# Signs of Recovery? Receiver Appointed to Mansfield's Citywest



## onq (7 Jul 2010)

[broken link removed]

Wasn't aware of the size this place had grown to - I read it was 1700 rooms - Is that correct?

If so its easy to see why it couldn't continue to trade in the current downturn - how would you fill them all.

ONQ.


----------



## Howitzer (7 Jul 2010)

I'd see it as a sign of progress.


----------



## onq (8 Jul 2010)

I doubt that the residents in the town of Saggart where many of the 400+ workforce live, would share your opinion.

ONQ.


----------



## Bob_tg (8 Jul 2010)

All this spare capacity probably explains why he was trying to set up a student village for the Saudis.


----------



## Purple (29 Jul 2010)

It was a stupid project from day one.


----------



## onq (13 Sep 2010)

What was stupid about it, Purple?

His original plans near and around the Hotel included a conference centre, an F1 track down the road and a private airport at the aerodrome, all balanced to benefit from a boyant economy an dcreate jobs.

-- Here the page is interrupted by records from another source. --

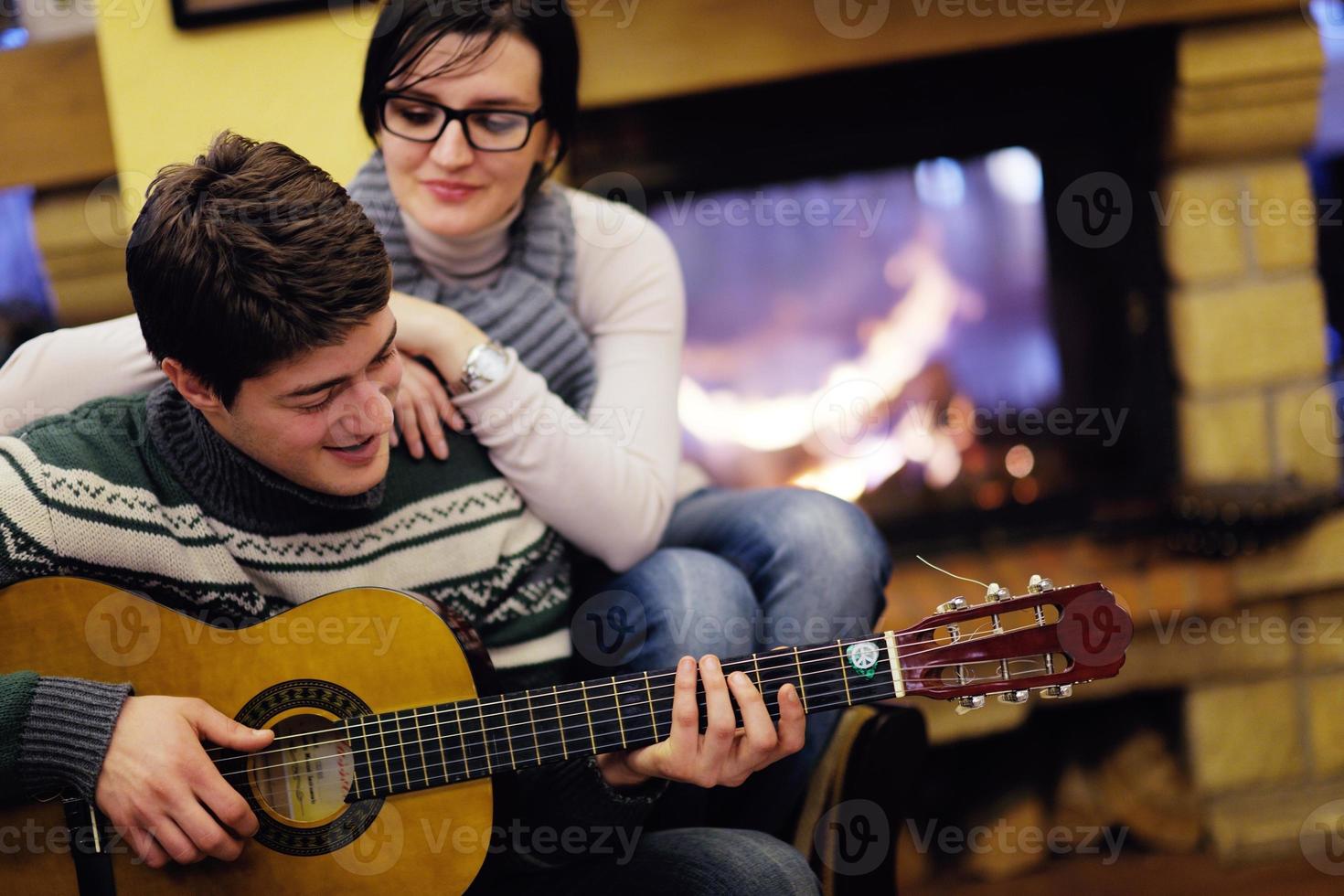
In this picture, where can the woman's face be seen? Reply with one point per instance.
(448, 187)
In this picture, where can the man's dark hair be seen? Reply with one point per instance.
(249, 257)
(406, 30)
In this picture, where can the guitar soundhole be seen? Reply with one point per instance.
(300, 805)
(308, 778)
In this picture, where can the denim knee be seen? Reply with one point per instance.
(839, 551)
(692, 603)
(712, 861)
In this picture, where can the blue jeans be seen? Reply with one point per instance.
(741, 572)
(688, 861)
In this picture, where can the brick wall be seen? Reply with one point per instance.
(1247, 312)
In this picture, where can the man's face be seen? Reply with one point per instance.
(323, 420)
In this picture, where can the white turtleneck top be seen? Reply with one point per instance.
(606, 484)
(474, 261)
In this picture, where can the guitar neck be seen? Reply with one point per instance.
(448, 743)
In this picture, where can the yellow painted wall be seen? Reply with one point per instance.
(288, 78)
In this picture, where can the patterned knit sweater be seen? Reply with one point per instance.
(143, 493)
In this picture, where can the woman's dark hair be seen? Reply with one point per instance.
(249, 257)
(406, 30)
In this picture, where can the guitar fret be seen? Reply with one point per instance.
(801, 690)
(508, 735)
(443, 747)
(423, 761)
(588, 715)
(461, 733)
(844, 673)
(654, 716)
(560, 720)
(388, 761)
(537, 741)
(615, 696)
(485, 741)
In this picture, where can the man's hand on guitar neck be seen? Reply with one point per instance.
(163, 792)
(720, 755)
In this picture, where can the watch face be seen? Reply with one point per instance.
(489, 364)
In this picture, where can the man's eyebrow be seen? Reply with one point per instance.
(304, 391)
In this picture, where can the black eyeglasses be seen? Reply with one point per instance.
(486, 129)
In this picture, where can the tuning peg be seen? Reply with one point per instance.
(966, 704)
(1040, 583)
(952, 606)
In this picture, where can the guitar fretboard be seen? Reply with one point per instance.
(452, 741)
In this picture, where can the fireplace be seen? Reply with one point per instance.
(1209, 337)
(884, 301)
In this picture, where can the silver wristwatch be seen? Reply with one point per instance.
(484, 364)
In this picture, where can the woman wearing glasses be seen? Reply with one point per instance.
(555, 318)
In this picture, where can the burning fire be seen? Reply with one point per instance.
(848, 432)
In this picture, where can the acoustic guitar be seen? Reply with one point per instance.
(388, 736)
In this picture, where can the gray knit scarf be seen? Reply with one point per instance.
(529, 306)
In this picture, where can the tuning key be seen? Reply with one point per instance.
(966, 704)
(952, 606)
(994, 592)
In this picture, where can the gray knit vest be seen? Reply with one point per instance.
(529, 306)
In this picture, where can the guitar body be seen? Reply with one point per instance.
(343, 655)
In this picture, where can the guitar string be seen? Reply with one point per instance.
(499, 710)
(874, 638)
(580, 726)
(728, 666)
(408, 770)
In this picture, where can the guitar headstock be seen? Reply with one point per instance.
(1047, 640)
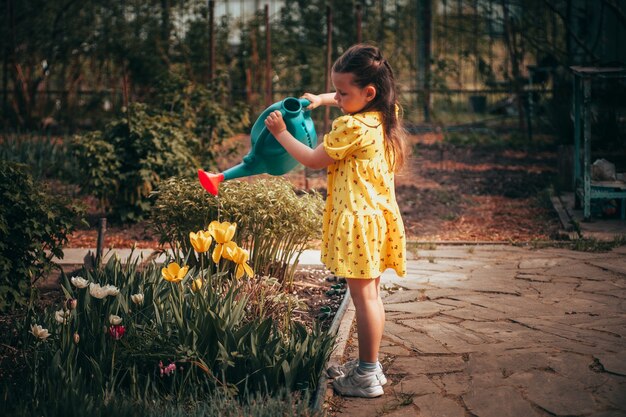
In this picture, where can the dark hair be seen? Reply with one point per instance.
(368, 66)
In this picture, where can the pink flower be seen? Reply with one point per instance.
(167, 370)
(117, 331)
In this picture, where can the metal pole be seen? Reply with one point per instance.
(102, 228)
(359, 17)
(211, 40)
(268, 59)
(329, 44)
(577, 133)
(587, 147)
(424, 54)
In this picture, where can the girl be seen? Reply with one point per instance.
(363, 232)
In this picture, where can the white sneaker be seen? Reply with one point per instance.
(336, 371)
(356, 384)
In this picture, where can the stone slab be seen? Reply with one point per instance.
(554, 393)
(436, 405)
(499, 402)
(427, 365)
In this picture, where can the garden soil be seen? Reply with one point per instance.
(445, 194)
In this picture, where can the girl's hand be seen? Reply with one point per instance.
(275, 123)
(315, 100)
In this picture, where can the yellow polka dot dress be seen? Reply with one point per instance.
(363, 232)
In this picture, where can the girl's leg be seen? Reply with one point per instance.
(370, 316)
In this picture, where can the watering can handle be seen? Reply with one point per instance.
(259, 143)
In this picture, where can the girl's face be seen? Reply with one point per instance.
(350, 97)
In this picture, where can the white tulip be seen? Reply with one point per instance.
(101, 292)
(97, 291)
(39, 332)
(79, 282)
(111, 290)
(61, 316)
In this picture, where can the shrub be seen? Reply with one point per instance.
(176, 343)
(33, 229)
(124, 163)
(46, 156)
(274, 223)
(204, 111)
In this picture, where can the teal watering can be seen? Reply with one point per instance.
(267, 156)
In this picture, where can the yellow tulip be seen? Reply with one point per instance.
(174, 273)
(196, 285)
(200, 241)
(222, 233)
(229, 247)
(240, 257)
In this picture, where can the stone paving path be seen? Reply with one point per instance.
(498, 331)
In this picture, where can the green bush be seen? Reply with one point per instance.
(273, 222)
(33, 228)
(125, 162)
(206, 112)
(176, 343)
(46, 156)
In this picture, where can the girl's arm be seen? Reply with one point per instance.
(312, 158)
(326, 99)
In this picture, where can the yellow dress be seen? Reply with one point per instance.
(363, 233)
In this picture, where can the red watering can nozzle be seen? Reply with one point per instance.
(210, 182)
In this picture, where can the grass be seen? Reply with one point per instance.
(216, 405)
(583, 244)
(399, 400)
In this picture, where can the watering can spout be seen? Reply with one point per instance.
(266, 155)
(210, 182)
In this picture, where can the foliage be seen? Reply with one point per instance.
(174, 342)
(274, 223)
(33, 228)
(124, 163)
(204, 111)
(217, 404)
(46, 156)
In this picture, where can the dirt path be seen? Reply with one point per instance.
(445, 193)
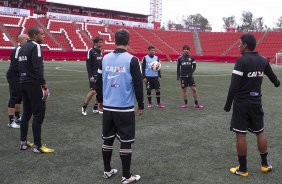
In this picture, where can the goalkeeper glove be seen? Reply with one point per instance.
(45, 92)
(277, 84)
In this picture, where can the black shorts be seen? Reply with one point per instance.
(120, 125)
(247, 117)
(187, 81)
(15, 92)
(152, 83)
(92, 85)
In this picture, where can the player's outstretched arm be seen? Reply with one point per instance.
(272, 77)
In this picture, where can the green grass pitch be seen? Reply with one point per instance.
(172, 145)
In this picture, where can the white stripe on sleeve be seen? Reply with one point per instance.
(17, 52)
(238, 72)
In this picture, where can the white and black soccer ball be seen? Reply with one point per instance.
(156, 66)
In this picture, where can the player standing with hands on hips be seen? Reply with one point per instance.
(186, 66)
(13, 78)
(34, 90)
(119, 81)
(245, 93)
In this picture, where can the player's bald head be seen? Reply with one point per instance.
(22, 38)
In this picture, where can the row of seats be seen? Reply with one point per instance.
(70, 36)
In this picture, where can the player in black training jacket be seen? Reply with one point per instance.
(94, 57)
(186, 65)
(34, 90)
(152, 78)
(13, 78)
(245, 91)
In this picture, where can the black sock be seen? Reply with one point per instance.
(149, 97)
(264, 159)
(11, 118)
(85, 106)
(107, 150)
(243, 163)
(158, 95)
(125, 156)
(95, 107)
(17, 114)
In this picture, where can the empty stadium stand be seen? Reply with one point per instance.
(68, 36)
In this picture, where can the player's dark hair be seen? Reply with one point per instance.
(33, 30)
(151, 47)
(249, 40)
(186, 47)
(97, 39)
(122, 37)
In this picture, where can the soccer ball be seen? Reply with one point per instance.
(156, 66)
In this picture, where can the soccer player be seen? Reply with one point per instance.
(119, 80)
(94, 57)
(13, 78)
(34, 90)
(245, 91)
(186, 66)
(151, 78)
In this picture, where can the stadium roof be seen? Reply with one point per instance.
(100, 10)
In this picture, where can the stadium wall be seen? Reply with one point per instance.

Many things are stupid in retrospect, but at the time he was willing to put his money where his mouth is and invest in Ireland and make some profit.

ONQ.


----------



## Howitzer (13 Sep 2010)

He was not however prepared to comply with virtually ANY planning laws in ANY of his enterprises. 

I'm quite happy to say his projects were stupid in retrospect as he was equally happy in applying for his planning only in retrospect.


----------



## ANORAKPHOBIA (13 Sep 2010)

"but at the time he was willing to put his money where his mouth is and invest in Ireland and make some profit."

It might have been his mouth but I would think it will probably transpire to be our money.


----------



## tvman (13 Sep 2010)

onq said:


> His original plans near and around the Hotel included a conference centre, an F1 track down the road and a private airport at the aerodrome, all balanced to benefit from a boyant economy an dcreate jobs.
> ONQ.



Does that plan not sound the tiniest bit stupid to you - this is Ireland, not Monaco, even during the bubble


----------



## mackthencack (13 Sep 2010)

ANORAKPHOBIA said:


> "but at the time he was willing to put his money where his mouth is and invest in Ireland and make some profit."
> 
> It might have been his mouth but I would think it will probably transpire to be our money.


 
yeah!


----------